Here, I have 2 types of cards. Card 1
would prompt with the meaning of the word,
and I will need to be able to remember how to write the hangul of the word. Card 2
is the opposite; it would prompt with the hangul word, and I will need to
recall the meaning. The reason for this is that I realized that my memory is not
always bi-directional. I might remember how to write a word when given its
meaning, but somehow when being shown the actual word in hangul form, I might
forget what it means. Card 2
prevents this scenario by ensuring that my memory
would work in both directions. This has a downside of doubling my deck size :(
The next step has us trying to populate the list anki_notes
with anki_note
objects with fields populated from the TSV file. I use a “\t” delimiter because
I use a tab delimited file. If you use a CSV, it would be a “,” delimiter.
# The list of flashcards
anki_notes = []
with open(data_filename, "r") as csv_file:
csv_reader = csv.reader(csv_file, delimiter="\t")
for row in csv_reader:
anki_note = genanki.Note(
model=anki_model,
# hangul, meaning, type
fields=[row[0], row[1], row[2]],
)
anki_notes.append(anki_note)
Shuffling the cards would help with not having similar cards being too close to each other.
# Shuffle flashcards
random.shuffle(anki_notes)
We will now create the deck and populate it with the anki_note
objects that we
placed in anki_notes
(the naming convention is not the best).
# create anki deck
anki_deck = genanki.Deck(model_id, anki_deck_title)

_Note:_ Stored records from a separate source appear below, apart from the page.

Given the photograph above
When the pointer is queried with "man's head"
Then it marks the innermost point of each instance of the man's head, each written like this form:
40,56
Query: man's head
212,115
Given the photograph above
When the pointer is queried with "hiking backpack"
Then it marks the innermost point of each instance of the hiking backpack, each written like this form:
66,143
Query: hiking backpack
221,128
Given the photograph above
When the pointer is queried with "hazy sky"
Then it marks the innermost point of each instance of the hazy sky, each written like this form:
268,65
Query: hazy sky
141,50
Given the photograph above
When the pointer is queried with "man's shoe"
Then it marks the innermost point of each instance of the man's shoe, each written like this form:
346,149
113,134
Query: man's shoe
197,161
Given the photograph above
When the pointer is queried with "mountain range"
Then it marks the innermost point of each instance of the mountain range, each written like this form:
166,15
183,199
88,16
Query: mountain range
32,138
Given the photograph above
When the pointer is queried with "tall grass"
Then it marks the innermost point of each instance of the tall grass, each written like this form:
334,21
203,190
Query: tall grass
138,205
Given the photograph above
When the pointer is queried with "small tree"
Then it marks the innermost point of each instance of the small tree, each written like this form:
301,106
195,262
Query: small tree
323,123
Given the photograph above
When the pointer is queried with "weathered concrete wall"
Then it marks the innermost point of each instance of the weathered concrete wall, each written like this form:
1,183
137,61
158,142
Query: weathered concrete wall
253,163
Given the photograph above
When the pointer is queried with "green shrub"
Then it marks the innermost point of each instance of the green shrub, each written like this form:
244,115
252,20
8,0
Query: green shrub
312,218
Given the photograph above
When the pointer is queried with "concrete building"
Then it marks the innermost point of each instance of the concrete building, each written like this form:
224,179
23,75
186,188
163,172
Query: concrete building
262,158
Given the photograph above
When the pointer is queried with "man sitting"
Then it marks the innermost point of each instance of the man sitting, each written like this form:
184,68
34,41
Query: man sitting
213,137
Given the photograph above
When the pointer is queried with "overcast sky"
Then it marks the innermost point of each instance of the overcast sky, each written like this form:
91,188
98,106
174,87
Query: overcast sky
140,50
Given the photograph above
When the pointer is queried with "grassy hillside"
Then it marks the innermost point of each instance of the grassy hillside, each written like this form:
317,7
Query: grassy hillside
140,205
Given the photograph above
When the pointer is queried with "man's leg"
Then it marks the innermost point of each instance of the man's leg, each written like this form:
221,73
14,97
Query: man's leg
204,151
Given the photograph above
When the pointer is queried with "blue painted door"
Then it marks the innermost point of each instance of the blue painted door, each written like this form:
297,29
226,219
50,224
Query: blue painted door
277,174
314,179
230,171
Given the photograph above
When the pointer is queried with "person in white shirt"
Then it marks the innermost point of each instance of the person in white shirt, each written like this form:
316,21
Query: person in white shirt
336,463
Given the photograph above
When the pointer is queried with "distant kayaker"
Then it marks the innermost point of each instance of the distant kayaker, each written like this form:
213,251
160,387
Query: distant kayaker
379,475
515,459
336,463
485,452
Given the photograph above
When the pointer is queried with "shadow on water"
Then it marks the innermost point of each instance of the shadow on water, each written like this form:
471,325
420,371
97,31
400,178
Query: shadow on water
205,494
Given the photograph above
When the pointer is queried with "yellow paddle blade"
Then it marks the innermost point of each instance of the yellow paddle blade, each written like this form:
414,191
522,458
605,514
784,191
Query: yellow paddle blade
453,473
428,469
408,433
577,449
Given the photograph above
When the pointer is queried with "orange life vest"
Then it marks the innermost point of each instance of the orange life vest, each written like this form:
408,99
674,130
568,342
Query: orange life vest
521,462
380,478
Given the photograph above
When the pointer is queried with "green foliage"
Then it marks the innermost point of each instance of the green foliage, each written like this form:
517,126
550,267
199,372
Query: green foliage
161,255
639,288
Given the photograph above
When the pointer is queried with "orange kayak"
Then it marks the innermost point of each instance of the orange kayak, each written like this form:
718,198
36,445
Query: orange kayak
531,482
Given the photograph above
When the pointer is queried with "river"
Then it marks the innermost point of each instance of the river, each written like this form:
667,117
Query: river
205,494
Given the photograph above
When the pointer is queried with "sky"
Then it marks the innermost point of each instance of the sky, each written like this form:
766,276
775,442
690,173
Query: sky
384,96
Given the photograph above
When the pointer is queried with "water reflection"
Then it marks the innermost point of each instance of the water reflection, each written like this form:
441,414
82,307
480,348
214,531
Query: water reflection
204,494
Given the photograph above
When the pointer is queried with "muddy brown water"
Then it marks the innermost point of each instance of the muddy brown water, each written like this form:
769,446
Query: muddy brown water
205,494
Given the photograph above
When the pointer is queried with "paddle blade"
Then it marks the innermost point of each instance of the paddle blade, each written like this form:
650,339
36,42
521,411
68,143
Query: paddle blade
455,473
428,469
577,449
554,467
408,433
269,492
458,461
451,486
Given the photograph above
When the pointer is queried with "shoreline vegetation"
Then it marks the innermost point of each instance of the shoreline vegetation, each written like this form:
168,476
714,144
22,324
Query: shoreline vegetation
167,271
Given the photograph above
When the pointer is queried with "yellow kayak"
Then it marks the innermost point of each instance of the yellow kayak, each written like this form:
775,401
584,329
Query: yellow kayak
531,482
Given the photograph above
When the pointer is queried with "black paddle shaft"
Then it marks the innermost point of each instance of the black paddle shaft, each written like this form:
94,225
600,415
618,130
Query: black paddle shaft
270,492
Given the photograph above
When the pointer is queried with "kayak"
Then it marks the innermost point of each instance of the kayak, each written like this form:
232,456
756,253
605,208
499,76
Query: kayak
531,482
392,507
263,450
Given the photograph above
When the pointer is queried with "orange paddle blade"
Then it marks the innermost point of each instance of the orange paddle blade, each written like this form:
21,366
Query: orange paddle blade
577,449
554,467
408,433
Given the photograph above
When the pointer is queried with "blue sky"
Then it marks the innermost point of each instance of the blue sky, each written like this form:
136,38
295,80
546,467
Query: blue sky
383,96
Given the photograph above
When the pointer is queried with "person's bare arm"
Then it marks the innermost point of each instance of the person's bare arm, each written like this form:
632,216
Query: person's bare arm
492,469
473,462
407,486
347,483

# Add flashcards to the deck
for anki_note in anki_notes:
anki_deck.add_note(anki_note)
Finally, create a package from the deck and save it.
# create package object
anki_package = genanki.Package(anki_deck)
# Save the deck to a file
anki_package.write_to_file(deck_filename)
# output line for status
print("Created deck with {} flashcards".format(len(anki_deck.notes)))
You should now have a .apkg
file in the working directory. Import this file into
Anki and start studying!
Disclaimer: I did not write most of the code in this post. Credits go to Charly Lersteau for his post on how he used Genanki to generate Anki decks for learning Mandarin. I merely co-opted the codes for use with learning Korean.